Another theory is that the temple was built to be oriented to the Centaurus constellation which support the theory that it was built for the healing cult.
8. Longyou Caves
The Longyou Caves are found near the village of Shiyan Beicun in the Zhejiang province in China. They are believed to date all the way back to 212 BCE during the Qin dynasty. What makes the caves particularly remarkable is that it would have taken a monumental effort to create them but there is no record at all of their construction or existence.
The caves were first found in 1992 and that is the first that anyone had ever heard of the mysterious caves. Since the initial discovery 24 caves have been found and one of them is now a tourist attraction.
The caves are located at Phoenix Hill. They are carved into sandstone and are massive for being completely man-made caves. There average floor space of the caves is 1,000 square meters (11,000 square feet). The height of the caves is also substantial reached up to 30 meters (98 feet) and the total covered area is 30,000 square meters (320,000 square feet).
Throughout the caves are pillars that are evenly spaced in order to support the ceiling. The walls, ceiling and columns are decorated with parallel chisel marks. There are also carvings that depict animals such as a horse, fish and bird.
It has been estimated that just to dig out the tunnels would take 1,000 people working around the clock for six years. Added to that the care and precision of the sculpting and the carvings inside the caves would add years to its construction.
The caves are also remarkably preserved. There is no sign of rubble or debris and the carvings are still completely clear and precise. Despite the excellent condition of the caves there remains no evidence of who could have built them.
Only someone like an emperor could have commissioned such a massive project but then there is no explanation for why there would be no record of such a project in the historical records.

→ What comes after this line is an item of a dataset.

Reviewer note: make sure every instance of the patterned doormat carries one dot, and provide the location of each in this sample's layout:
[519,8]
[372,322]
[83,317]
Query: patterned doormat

There is also no explanation for why the caves were built or what they were used for.
9. Underground Italian Pyramids at Orvieto
The Italian city of Orvieto has long been known as a place to view medieval ruins but just recently it has become the focus of archaeologists for another reason. In 2011 it was discovered that there are ruins underneath the city that date back to the Etruscans.
The Etruscans were a sophisticated culture that existed in Italy around 900 BCE. The society would eventually blend into the Roman empire which makes it harder for archaeologists to fully understand their culture today.
Archeologists have been able to excavate 15 meters (49 feet) down to uncover underground pyramids. The site had been intentionally backfilled for reasons that have yet to be understood.
The fill material has been a boon for finding artifacts from the 5th century BCE when the pyramids must have been filled.
What has been of particular interest to archeologists is the number of Etruscan language inscriptions that have been found, more than 150. This could lead to a greater understanding of the Etruscans.
It is believed that there are at least five pyramids below the city but only two of them have started to be excavated.
The process is very slow and painstaking as artifacts need to be preserved and the site itself must be protected as archeologists dig further down. There are still no answers as to the purpose of the pyramids. It is clear that it was not a quarry because the walls are too smooth and precise.
Researchers also do not know why the pyramids were built or what they were used for. Theories about whether they are religious structures or tombs continue but there has been no definitive evidence to point in either direction as of.
Claudio Bizzarri who works at the site believes that they will only find the answer at the bottom of the caverns but no one knows just how far down they will have to dig to get there.